The customization of shoes is taking on new dimensions and proportions with the advent of 3D printing, new materials and foot scanning technologies. One of the most interesting initiatives in this field is Feetz, one of the projects presented at the first conference on future materials and technologies organized by Slem in Eindhoven last December.

Uli Becker, a former chief executive of Reebok who spent many years with the Adidas Group, is an adviser and a minority investor in this project, which has an orthopedic bent. It was launched in the U.S. a year ago by a 39-year-old British engineer, Nigel P. Beard, and his wife Lucy, founder of the operation.

Feetz claims to have developed a technology, which it calls “SizeMe,” for the first fully automated line of customized 3D printed shoes, based on the model of a Volkswagen assembly plant. It uses a four-axis “halo” 3D printer, helped by robots, to make customized shoes for any user, processing the data collected by taking three photos of the foot that are sent to its web portal, nicknamed “The Digital Cobbler.” Feetz is also building a dynamic in-store scanning system for more precise calculations.

The project has already received funding from Becker and other investors for half of the total budget of $1.25 million set for its final implementation. It was enough for a recent soft launch of the software app with 500 test customers, many of whom had special requests or individual foot problems.

The system developed by Feetz uses special algorithms derived from the study of cases in the medical field. It can allow for the gradual re-correction of an individual problem, building up to the final orthotic. Feetz is also looking at the development of a predictive growth app for children's shoes in partnership with brands like Stride Rite. It is looking into the biomechanical re-soling of old shoes, especially for people who need compensation on one of their feet. It is beginning to make knitted uppers like those developed by Adidas and Nike.

Beard says his company can draw on 25 different materials to make the right shoes with its 3D printing process, but is only using six of them, with a plan to move to 12 shortly. The materials include special TPU's and unique 3DP materials that are biomechanically responsive. It is using pellets of these materials, blended with additives such as carbon fiber, which increases durability, or copper, silver or ceramic, which makes the material more porous to moisture, and scented polymers. The technology should allow Feetz to make fully customized ski boots in carbon fiber in the future.
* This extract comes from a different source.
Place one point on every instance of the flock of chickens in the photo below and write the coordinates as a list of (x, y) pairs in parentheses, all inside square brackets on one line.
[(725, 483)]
The shoes are produced and sent to the customer in the U.S. within one week. At between $150 and $200 per pair, the price is reasonable for custom-made shoes with orthotic details. The manufacturing capacity is currently limited to only 200 shoes per month in Feetz' small factory in Chattanooga, Tennessee.

The company is looking for additional funding to raise the monthly capacity to 1,000 shoes, which would allow a reduction in the pricing. It is considering licensing the technology and other types of partnership. One of the options is to set up a network of small 3D printing hubs of 350 square meters in various parts of the world to service customers in specific territories. They can be housed in the back of shoe stores.

Feetz has been nominated as one of the finalists in South by Southwest, a global conference on technological innovation. Selected from over 500 candidates, it will be showcasing its new designs on stage at this event during the March 13-17 conference in Austin, Texas.